Pippa Mayberry, 5ème fille de la fratrie, est une jeune fille raisonnable. Extrêmement brillante, elle s'est toujours sentie étrangement marginale, que ce soit dans sa propre famille ou dans la bonne société londonienne. Ainsi, de son mariage, elle n'attend pas plus, pas moins.

Son fiancé aime se réconforter dans la simplicité des choses de la campagne, qu'à cela ne tienne, elle s'interrogera sur les rouages du domaine à sa place et le laissera à ses longues balades. C'est ce que l'on peut attendre d'un mariage finalement? Et puis, sous cette "simplicité d'esprit" (en réalité, comparée à elle, n'importe qui aurait l'air d'un idiot), il a eu la gentillesse de lui demander sa main, main que Pippa a consentie à lui donner.

Et l'honneur de la parole donnée, Pippa y tient. Que lui importe que sa famille toute entière lui assure qu'elle sera derrière elle, si jamais elle décidait de revenir sur sa décision. Elle l'épousera. Point.

Alors comment expliquer sa présence un soir dans le bureau de Cross, co-fondateur du club de jeu "The Angel"?
C'est très simple. Notre chère Pippa veut comprendre. Comprendre quoi? Comment les relations entre hommes et femmes fonctionnent. Car, voyez-vous, si elle est bien décidée à se marier, elle n'en sait pas moins qu'elle sera le cerveau du couple et craint que son ignorance des "choses de la vie" (que j'aime bien appeler la théorie du Lego) constitue un danger pour la fondation même de son mariage. Elle décide donc d'aller rencontrer un "rake" notoire pour l'inviter à la "ruiner", lui montrant ainsi comment on insère....... mais je m'égare......

La voila donc dans le bureau de Jasper/Cross (homme aux multiples visages), qui contre toute attente dit non.
Pippa insiste.
Cross refuse.
Pippa insiste et demande à savoir pourquoi non.
Cross refuse encore et ne dit rien de plus.
Pippa invoque des raisons cartésiennes, le chantage, le pot de vin, la violence...
Cross lève les yeux au ciel... et refuse.
Tam-Tam trépigne!!!

Car une lectrice de romance ne se laissera pas leurrer. Elle a compris!
Elle sait que Cross est le réel héros. Que le fiancé a tout faux et que, la sexytude greffée au corps, Cross est celui qui déclenchera soupirs et pâmoisons dans nos cœurs de princesses esseulées.

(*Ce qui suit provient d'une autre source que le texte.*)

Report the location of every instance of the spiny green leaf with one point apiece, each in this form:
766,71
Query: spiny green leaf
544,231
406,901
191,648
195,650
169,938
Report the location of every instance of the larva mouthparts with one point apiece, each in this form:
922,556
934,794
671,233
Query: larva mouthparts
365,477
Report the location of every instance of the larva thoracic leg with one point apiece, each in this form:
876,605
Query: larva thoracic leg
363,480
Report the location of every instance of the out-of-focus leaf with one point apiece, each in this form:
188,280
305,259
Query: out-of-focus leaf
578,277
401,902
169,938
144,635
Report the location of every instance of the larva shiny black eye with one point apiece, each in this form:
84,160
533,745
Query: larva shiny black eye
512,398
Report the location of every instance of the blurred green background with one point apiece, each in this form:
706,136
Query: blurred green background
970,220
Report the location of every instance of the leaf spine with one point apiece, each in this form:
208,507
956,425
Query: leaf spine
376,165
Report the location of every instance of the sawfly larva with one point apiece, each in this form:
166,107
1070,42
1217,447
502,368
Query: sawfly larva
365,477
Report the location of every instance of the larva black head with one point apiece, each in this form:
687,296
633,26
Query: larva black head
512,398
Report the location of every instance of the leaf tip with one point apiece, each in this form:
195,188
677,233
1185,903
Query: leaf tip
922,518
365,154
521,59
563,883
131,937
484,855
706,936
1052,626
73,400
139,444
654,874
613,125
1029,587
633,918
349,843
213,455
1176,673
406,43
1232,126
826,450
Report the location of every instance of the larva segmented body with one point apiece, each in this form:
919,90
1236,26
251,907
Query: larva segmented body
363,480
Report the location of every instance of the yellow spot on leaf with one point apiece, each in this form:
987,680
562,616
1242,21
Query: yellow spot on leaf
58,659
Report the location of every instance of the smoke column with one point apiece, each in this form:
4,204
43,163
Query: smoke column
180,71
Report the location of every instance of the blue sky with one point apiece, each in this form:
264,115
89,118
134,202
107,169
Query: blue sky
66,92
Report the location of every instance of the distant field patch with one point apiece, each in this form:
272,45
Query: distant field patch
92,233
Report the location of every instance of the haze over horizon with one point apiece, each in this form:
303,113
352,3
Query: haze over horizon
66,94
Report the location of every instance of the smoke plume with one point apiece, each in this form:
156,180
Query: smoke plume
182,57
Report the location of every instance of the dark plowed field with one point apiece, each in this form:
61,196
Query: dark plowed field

Et quel héros, car sous ce "déguisement" de tenancier de casino, se cache Jasper, Earl (aka Comte) de Harlow : un passé sombre, un secret mystérieux. Un 2nd fils devenu Comte, un "spare", comme on les appelle. Le fils "en rab" conçu pour s'assurer de la pérennité du nom et presque rien d'autre.

Leur histoire est une histoire de secret de famille, une histoire de chantage, de rivalité entre tenanciers de casino, d'attirance, de résistance... Et tout ça faisait beaucoup envie.

Du coup, je l'ai avalé en un weekend. Et je l'ai beaucoup aimé. C'est un très bon livre avec des personnages attachants, des scènes et des dialogues pleins d'humour. En revanche, ce n'est clairement pas mon préféré, j'attendais sans doute trop de Pippa. 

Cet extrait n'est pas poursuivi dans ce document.